Two sets of parents took the case to the Supreme Court in hopes of getting it reviewed. The high court agreed to hear the case earlier this year.

The question presented to the court by the petitioners was:

Does a state violate the Religion Clauses or Equal Protection Clause of the United States Constitution by prohibiting students participating in an otherwise generally available student-aid program from choosing to use their aid to attend schools that provide religious, or “sectarian,” instruction?

The case also involves precedent from a 2020 decision on Espinoza v. Montana Department of Revenue, wherein the “Court held that a state may not exclude families and schools from participating in a student-aid program because of a school’s religious status.” However, the petitioners stated that the court “acknowledged, but did not resolve, the question of whether a state may nevertheless exclude families and schools based on the religious use to which a student’s aid might be put at a school.”

As reported by CNN after the arguments were heard on Wednesday, the Supreme Court seemed unsure about the Maine program that bars specific religious schools from the project.

“Conservative justices such as Samuel Alito, Clarence Thomas, Neil Gorsuch and Brett Kavanaugh suggested that if a state makes the choice to provide a public benefit, it can’t exclude schools based on the fact that they teach the curriculum through the lens of faith,” the outlet noted.

Michael Bindas, arguing on behalf of the petitioners, told the court on Wednesday, “Maine’s sectarian exclusion discriminates based on religion. Like all discrimination based on religion, it should be subjected to strict scrutiny and held unconstitutional unless Maine can show that it is necessary to achieve a compelling government interest.”

Justice Stephen Breyer explained his concern in getting involved in a case concerning religious freedom and schooling.
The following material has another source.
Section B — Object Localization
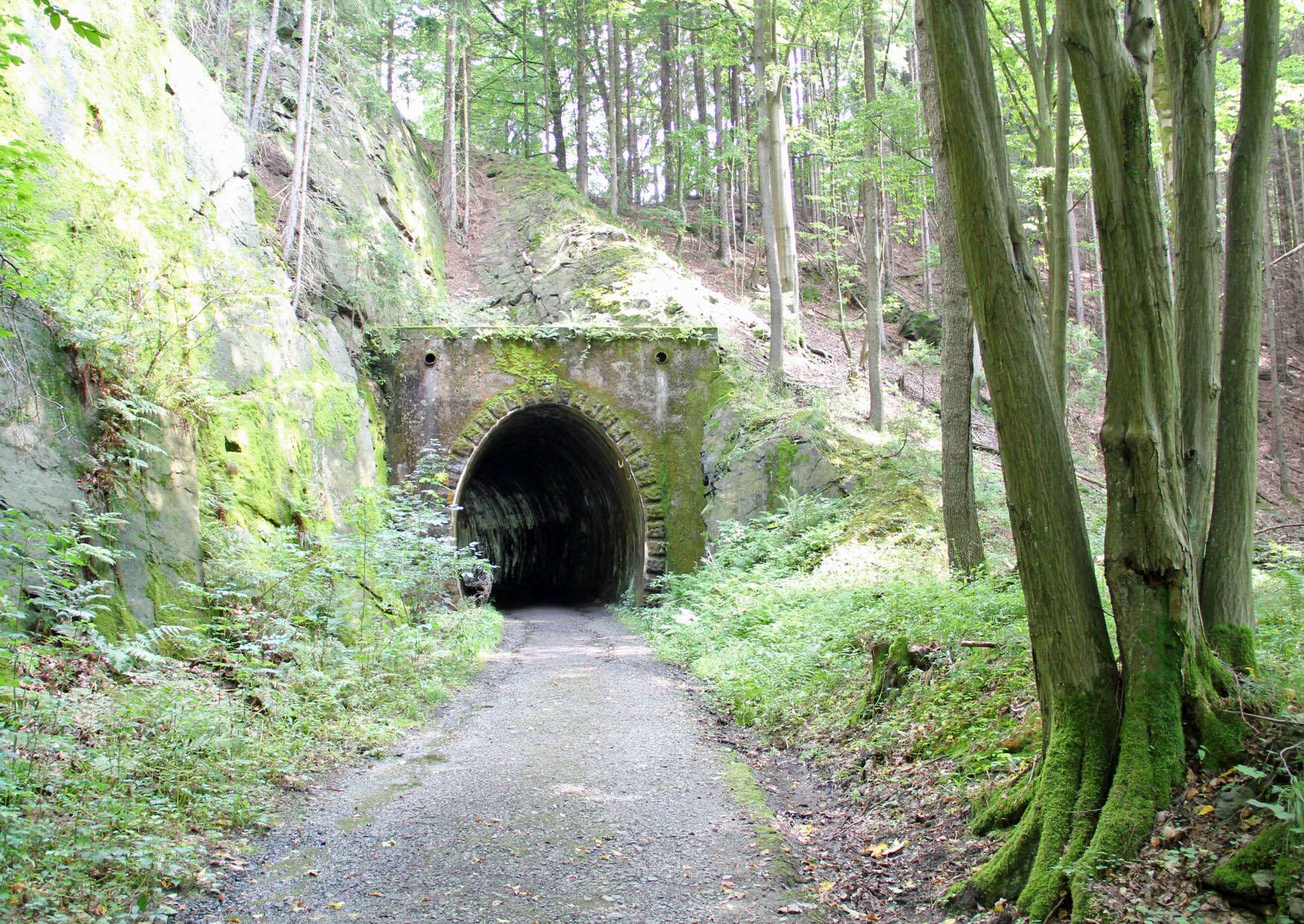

Breyer said, “And what’s worrying me is — is that if the school — if the state must give money to the schools, they’re going to get into all kinds of religious disputes. … And religious beliefs, of course, are — are very sincere and held very strongly. And so there was a reason why this Court’s cases have said we do not want to get into a situation where the state is going to pay for the teaching of religion by religious — you know, practicing religious organizations, and — and that seems to me to stick its head up in a lot of different aspects of this case.”

Bindas noted, “This program does not fund schools. And if religious schools were allowed to participate, it does not fund schools. It funds families.”

At one point, Justice Neil Gorsuch asked, “So religious schools are forbidden regardless whether or not they’re going to participate?”

Bindas answered, “Solely because they are religious.”

Christopher C. Taub argued on behalf of the state, explaining, “The reason that schools that promote a particular faith are not eligible to participate is simple. Maine has determined that, as a matter of public policy, public education should be religiously neutral. This is entirely consistent with this Court’s holdings that public schools must not inculcate religion and should instead promote tolerance of divergent religious views.”

Toward the end of the arguments, Justice Brett Kavanaugh pointed out the position of the religious families who wished to send their children to a specific school. Kavanaugh said, “… [A]s I understand it, they are seeking equal treatment, not special treatment. They’re — they’re saying don’t treat me worse because I want to send my children to a religious school rather than a secular school. Treat me the same as the secular parent next door. I think that’s what they are asking for, is equal treatment.”

U.S. Deputy Solicitor General Malcolm Stewart, who spoke in support of the state, said, “they are certainly characterizing what they are asking for as equal treatment. But Maine’s view and our view is they are seeking a benefit different from the one that Maine is willing to provide.”